Como não li o livro evidentemente não vou tecer comentários a respeito do que está escrito na obra. Prefiro falar sobre essa tendência de se criar uma atmosfera sensacionalista em torno da biografia de Jesus Cristo com a nítida intenção de ganhar dinheiro na comercialização de livros, DVDs e outros produtos. Porque o sensacionalismo religioso, tão em voga atualmente, só pretende dar popularidade a quem realiza tais obras. Não vem com a proposta de consolidar a fé e a religiosidade das pessoas e nem de fortalecer os escritos bíblicos. Não serve, também, para ajudar os fiéis cristãos a verem Jesus Cristo como Deus tal qual descrito nos evangelhos e demais textos das Sagradas Escrituras. É para alavancar vendas em um segmento com profundo interesse popular.
Trata-se de uma cadeia de interesses comerciais. O livro vende bem e dá matéria na revista que também pode vender mais por causa disso. Conseqüentemente, o livro passa a vender mais ainda e quem sabe se transforma em um filme. O filme vende bem e gera interesse para se produzir uma série. A série vende bem e pode até se transformar em um seriado e assim continua o ciclo do sensacionalismo religioso, baseado exclusivamente em textos chamados apócrifos.

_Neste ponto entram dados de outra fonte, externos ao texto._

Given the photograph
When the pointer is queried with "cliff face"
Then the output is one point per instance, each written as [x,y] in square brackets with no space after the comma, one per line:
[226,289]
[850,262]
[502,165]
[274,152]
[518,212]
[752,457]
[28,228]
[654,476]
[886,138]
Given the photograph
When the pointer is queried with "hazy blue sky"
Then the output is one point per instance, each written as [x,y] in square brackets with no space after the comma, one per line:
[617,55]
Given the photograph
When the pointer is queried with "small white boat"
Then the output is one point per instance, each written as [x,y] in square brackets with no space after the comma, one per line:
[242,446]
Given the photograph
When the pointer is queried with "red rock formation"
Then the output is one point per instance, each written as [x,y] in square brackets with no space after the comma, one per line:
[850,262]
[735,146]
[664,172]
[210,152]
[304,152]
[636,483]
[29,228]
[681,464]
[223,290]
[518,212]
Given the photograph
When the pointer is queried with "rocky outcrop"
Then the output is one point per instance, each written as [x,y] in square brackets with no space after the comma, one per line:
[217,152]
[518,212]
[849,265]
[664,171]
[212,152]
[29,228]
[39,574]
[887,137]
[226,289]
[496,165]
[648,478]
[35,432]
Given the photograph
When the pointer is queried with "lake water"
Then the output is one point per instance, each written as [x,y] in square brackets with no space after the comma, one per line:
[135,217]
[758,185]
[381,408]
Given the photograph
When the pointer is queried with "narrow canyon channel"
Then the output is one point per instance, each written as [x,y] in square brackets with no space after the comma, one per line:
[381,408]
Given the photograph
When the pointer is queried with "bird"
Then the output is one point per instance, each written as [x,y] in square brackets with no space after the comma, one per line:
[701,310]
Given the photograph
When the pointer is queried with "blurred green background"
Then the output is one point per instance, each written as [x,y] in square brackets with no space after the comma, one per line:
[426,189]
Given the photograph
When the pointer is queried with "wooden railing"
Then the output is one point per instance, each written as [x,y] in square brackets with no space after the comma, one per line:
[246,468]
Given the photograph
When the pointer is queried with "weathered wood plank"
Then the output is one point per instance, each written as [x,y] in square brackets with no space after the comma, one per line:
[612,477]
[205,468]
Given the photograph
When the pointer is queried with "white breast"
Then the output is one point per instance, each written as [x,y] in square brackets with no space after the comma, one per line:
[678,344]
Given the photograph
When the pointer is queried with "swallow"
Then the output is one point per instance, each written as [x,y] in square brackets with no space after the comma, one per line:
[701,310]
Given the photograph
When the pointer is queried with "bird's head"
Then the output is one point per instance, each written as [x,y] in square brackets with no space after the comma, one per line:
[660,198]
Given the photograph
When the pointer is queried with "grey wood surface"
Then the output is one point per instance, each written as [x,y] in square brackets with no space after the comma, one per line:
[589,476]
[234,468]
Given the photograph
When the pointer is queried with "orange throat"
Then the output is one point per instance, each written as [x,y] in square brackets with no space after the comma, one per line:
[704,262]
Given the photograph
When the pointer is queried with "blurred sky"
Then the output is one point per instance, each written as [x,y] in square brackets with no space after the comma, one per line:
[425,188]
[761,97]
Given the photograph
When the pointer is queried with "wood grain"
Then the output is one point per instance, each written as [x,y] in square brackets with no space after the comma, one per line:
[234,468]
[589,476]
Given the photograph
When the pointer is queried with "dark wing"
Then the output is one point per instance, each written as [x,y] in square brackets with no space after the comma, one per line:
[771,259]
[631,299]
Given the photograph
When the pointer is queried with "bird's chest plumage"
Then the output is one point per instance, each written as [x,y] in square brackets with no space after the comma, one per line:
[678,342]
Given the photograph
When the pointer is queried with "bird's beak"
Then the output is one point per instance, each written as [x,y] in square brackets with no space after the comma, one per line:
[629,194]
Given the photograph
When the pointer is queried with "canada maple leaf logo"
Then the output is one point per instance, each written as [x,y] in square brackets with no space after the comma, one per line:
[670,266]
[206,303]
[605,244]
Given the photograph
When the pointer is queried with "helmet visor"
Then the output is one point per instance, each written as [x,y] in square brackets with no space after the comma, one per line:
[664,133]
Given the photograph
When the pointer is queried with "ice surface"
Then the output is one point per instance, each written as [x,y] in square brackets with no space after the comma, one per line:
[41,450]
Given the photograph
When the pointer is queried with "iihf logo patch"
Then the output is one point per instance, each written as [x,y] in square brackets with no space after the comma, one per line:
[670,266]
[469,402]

Alguns, diga-se de passagem, como já comprovado no caso do livro Código da Vinci, encontrados em pedaços que mal se encaixavam e cujo conteúdo ainda não está completamente esclarecido. Mesmo assim, a irresponsabilidade de quem só quer ganhar dinheiro e fama com especulações da vida de Jesus Cristo continua firme e forte.